Course Title: College Chemistry 1A / 1B
Small Assembly Session (SAS)
1A / 1B, and Laboratory 1A / 1B
Date Adopted:
Department: Science
UC / CSU Requirements:
High School-College / University--Transferable
Prerequisite: C or better in Chemistry
C or better in Algebra II
or concurrent enrollment
in Algebra II; Instructor’s approval
July 15, 1998
Fulfills CSF Requirement: Yes
Fulfills H / S Graduation Credit
as: Required ___ Elective _X__
Length Of Course: Two semesters
Semester Units (Credits):
High School--5 / 5 (10 per year)
College--Lecture--4 / 3
Small Assembly Session (SAS) 1A / 1B--0 / 1
Laboratory--1 / 1
Grade Level: 11 and 12
I. Course Description
College Chemistry is a comprehensive theoretical college level study of matter, the physical and
chemical changes that matter undergoes, and the relation between changes in composition and changes
in energy.
This course may be taken for high school and / or for college credit. If taken for college credit,
registration with Antelope Valley College is required along with payment of appropriate registration fees
(may be waived). College Chemistry is equivalent to Chemistry 1A / 1B, Small Assembly Session
(SAS) 1A /1B and Chemistry Laboratory 1A / 1B as taught at Antelope Valley College.
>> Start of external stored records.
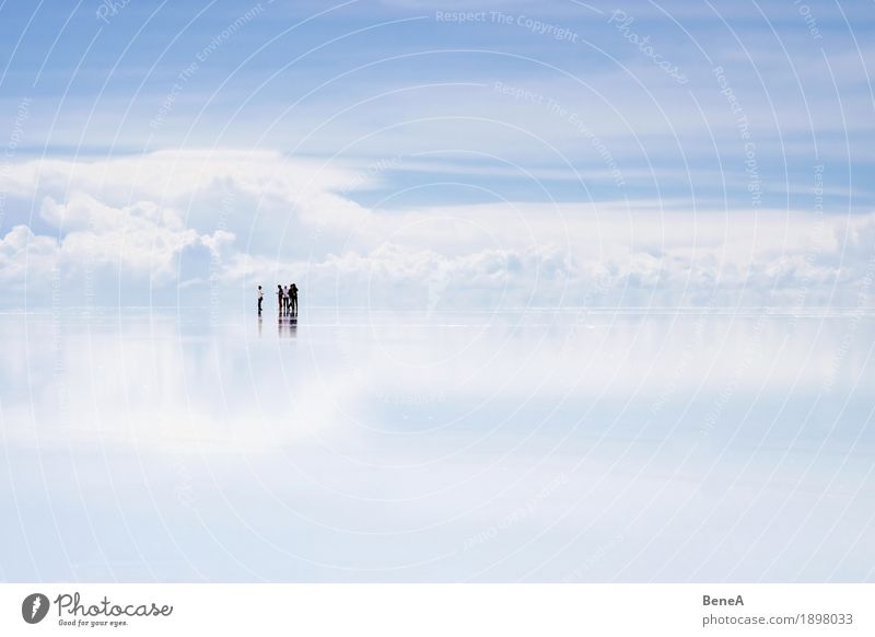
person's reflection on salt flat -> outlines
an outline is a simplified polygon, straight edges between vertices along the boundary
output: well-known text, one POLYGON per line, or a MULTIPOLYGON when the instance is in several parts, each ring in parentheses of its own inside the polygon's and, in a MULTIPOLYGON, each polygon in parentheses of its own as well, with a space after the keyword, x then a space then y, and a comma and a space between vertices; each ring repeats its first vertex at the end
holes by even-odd
POLYGON ((280 316, 277 319, 277 331, 282 338, 283 336, 294 337, 298 336, 298 317, 296 316, 280 316))

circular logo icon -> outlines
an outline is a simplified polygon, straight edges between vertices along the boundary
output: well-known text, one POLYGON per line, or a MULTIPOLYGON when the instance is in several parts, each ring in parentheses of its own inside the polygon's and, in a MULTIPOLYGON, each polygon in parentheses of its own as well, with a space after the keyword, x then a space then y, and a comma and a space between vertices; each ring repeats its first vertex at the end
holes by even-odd
POLYGON ((48 598, 43 593, 31 593, 21 603, 21 616, 28 624, 38 624, 48 614, 48 598))

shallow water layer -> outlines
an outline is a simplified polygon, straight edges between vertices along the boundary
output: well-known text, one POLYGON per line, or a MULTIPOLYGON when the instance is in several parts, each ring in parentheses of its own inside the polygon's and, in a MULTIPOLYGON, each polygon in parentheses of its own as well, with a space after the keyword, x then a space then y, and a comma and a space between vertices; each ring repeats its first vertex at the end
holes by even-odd
POLYGON ((4 580, 874 579, 865 313, 0 326, 4 580))

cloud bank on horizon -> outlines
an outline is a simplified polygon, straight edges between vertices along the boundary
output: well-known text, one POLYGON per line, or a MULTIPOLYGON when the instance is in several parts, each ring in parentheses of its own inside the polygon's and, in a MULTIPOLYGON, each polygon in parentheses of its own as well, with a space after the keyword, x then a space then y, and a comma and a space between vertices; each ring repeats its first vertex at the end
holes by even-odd
POLYGON ((0 9, 3 306, 867 306, 855 4, 0 9))

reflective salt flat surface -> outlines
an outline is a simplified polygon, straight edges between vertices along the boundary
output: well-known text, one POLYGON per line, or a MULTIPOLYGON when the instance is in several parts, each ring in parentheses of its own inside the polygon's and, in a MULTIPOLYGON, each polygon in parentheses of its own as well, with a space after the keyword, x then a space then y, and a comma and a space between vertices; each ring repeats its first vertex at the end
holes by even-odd
POLYGON ((0 325, 5 580, 873 579, 867 314, 0 325))

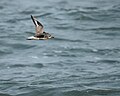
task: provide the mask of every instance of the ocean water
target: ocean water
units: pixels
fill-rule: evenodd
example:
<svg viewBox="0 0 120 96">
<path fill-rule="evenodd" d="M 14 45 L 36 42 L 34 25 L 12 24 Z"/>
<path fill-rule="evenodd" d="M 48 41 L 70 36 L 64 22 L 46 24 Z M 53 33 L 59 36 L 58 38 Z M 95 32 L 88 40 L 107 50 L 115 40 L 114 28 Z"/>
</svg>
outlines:
<svg viewBox="0 0 120 96">
<path fill-rule="evenodd" d="M 0 96 L 120 96 L 120 0 L 1 0 Z"/>
</svg>

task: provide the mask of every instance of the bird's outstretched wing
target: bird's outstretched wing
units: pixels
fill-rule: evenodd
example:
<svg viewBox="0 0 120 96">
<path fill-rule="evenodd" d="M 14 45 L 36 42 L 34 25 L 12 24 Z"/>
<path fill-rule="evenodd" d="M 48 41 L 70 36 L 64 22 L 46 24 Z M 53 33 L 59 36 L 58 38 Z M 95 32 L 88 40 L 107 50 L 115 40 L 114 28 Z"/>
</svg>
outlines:
<svg viewBox="0 0 120 96">
<path fill-rule="evenodd" d="M 37 19 L 33 17 L 32 15 L 31 15 L 31 18 L 32 18 L 33 23 L 35 24 L 35 29 L 36 29 L 35 36 L 41 35 L 43 33 L 43 25 L 39 21 L 37 21 Z"/>
</svg>

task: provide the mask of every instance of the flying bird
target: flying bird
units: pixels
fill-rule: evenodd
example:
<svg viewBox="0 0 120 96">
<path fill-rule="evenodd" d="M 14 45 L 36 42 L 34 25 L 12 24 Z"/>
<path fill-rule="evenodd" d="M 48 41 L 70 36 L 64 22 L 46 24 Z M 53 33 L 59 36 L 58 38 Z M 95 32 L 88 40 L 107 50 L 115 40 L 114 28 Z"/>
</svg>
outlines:
<svg viewBox="0 0 120 96">
<path fill-rule="evenodd" d="M 44 32 L 43 25 L 34 16 L 31 15 L 31 19 L 35 25 L 36 33 L 34 36 L 28 37 L 28 40 L 46 40 L 54 38 L 49 33 Z"/>
</svg>

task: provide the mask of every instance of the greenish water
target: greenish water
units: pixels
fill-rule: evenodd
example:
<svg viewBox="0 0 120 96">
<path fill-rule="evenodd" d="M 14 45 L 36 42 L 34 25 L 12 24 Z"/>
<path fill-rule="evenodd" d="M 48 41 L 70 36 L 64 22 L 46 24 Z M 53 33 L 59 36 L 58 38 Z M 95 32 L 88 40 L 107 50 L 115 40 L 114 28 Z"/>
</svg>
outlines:
<svg viewBox="0 0 120 96">
<path fill-rule="evenodd" d="M 120 1 L 1 0 L 0 96 L 120 96 Z"/>
</svg>

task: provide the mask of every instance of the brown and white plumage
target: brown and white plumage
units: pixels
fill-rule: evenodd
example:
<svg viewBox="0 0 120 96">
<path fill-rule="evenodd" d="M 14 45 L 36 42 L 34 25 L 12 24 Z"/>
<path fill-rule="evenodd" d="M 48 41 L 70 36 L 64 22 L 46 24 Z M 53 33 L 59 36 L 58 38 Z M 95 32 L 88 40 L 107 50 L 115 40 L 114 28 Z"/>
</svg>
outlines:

Lecture and
SAS would be scheduled at the high school as part of the student’s regular daily program. Laboratory
sessions would be held one night per week (6 to 9 PM) at Antelope Valley College participating students
providing their own transportation to Antelope Valley College. College Chemistry is an alternative to
AP Chemistry. College credits earned would be transferable to other colleges or universities.
II. Rationale
This program will establish a cooperative chemistry program between Antelope Valley Union High
District and Antelope Valley College. As mentioned above, this cooperative effort involves using
Antelope Valley College’s laboratory facilities during the evening and instructing students during the
day at a high school location. Students desiring college credit would complete registration and pay
appropriate fee, if required, to Antelope Valley College.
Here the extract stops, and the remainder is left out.